Le Groupe Spinelli, dont vous êtes l’un des leaders, a tenu le 22 mars 2011 son premier "Conseil européen fantôme", en amont du Conseil européen des 23 et 24 mars. Pourquoi cette initiative ? Quel est l’origine et quels sont les objectifs de ce groupe ?

Parce que nous trouvons que la méthode intergouvernementale est en train de prendre le dessus au dépend de la méthode communautaire.Et c’est cette méthode qui a fait le succès de l’Union en mettant en avant l’intérêt commun à travers la Commission. Et parce que cela est démocratique en forçant le Parlement et le Conseil à se mettre d’accord. Le Groupe Spinelli est une réponse à cette dérive intergouvernementale qui met en avant surtout les soi-disant intérêts nationaux et qui, dans l’enceinte du Conseil européen, donne toujours lieu à de mauvais compromis.

Vous avez été très critique à l’égard du Pacte de compétitivité proposé par Paris et Berlin. Le Pacte pour l’euro échappe-t-il à ces critiques et pensez-vous qu’il soit à la hauteur de la situation actuelle ?

Non, il n’est tristement pas à la hauteur. Sur le fond, le pacte a touché juste. Il faut effectivement trouver un moyen de coopérer plus efficacement et étroitement sur les questions de la gouvernance économique, y compris concernant les politiques d’emploi, de productivité, de retraites, de fiscalité et d’investissement.

Mais ce qui ne va pas, c’est la méthode. Dans le pacte pour l’euro ce sont les Chefs d’Etat qui fixent les objectifs et qui vérifient s’ils ont été atteints. Autant dire que rien ne se passera. Les chefs d’Etat en tant que contrôleurs, nous avons déjà connu cela lors de la stratégie de Lisbonne. Sans objectif contraignant et une évaluation objective et indépendante, aucun progrès ne suivra.

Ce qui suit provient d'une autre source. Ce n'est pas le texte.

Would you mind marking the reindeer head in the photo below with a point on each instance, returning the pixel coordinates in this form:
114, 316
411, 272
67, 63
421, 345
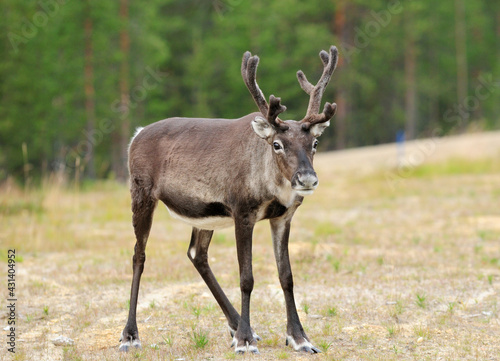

Nous avons une politique monétaire européenne mais sans politique économique européenne. Or, elle est absolument nécessaire. Cela nécessite des convergences dans les politiques d’emploi et de compétitivité. Mais il faut aussi un volet investissement. Je viens de publier un rapport avec Alain Lamassoure et Jutta Haug sur le futur budget de l’Union (Europe for Growth : For a Radical Change in Financing the EU), dans le quel nous expliquons qu’il faut un investissement annuel de quelques centaines de milliards d’euros.

Le Groupe Spinelli à repris à son compte votre proposition d’"Acte communautaire pour la convergence et la gouvernance économique" (cf conclusions du "Conseil européen fantôme". En quoi consiste-il ?

Il s’agit de créer un cadre de convergence qui soit contraignant mais qui laisse aux Etats membres la décision sur le procédé. Le cadre à respecter serait suffisamment large pour tenir compte des différentes situations nationales et pour laisser une marge d’interprétation. En fait, il ne s’agit pas d’harmonisation mais bel et bien de convergence. La Commission déterminera les objectifs et controlera leur aboutissement. Et en cas de non respect des engagements, des sanctions pourront être prises par la Commission.

Si le "Pacte de compétitivité" est une initiative du "directoire franco-allemand", selon vos propres termes, cela n’est-il pas du à l’effacement de la Commission ?

Oui et non. La France et l’Allemagne ont toujours été le moteur, mais ils ne décidaient pas toujours pour les autres. Ils donnaient l’impulsion. Aujourd’hui, ils donnent un peu trop l’impression de décider pour les autres et cela n’est pas bon. De l’autre coté, la Commission est trop affaiblie. Nous avons l’impression qu’elle n’ose pas mettre en avant des propositions ambitieuses qui représentent réellement l’intérêt européen.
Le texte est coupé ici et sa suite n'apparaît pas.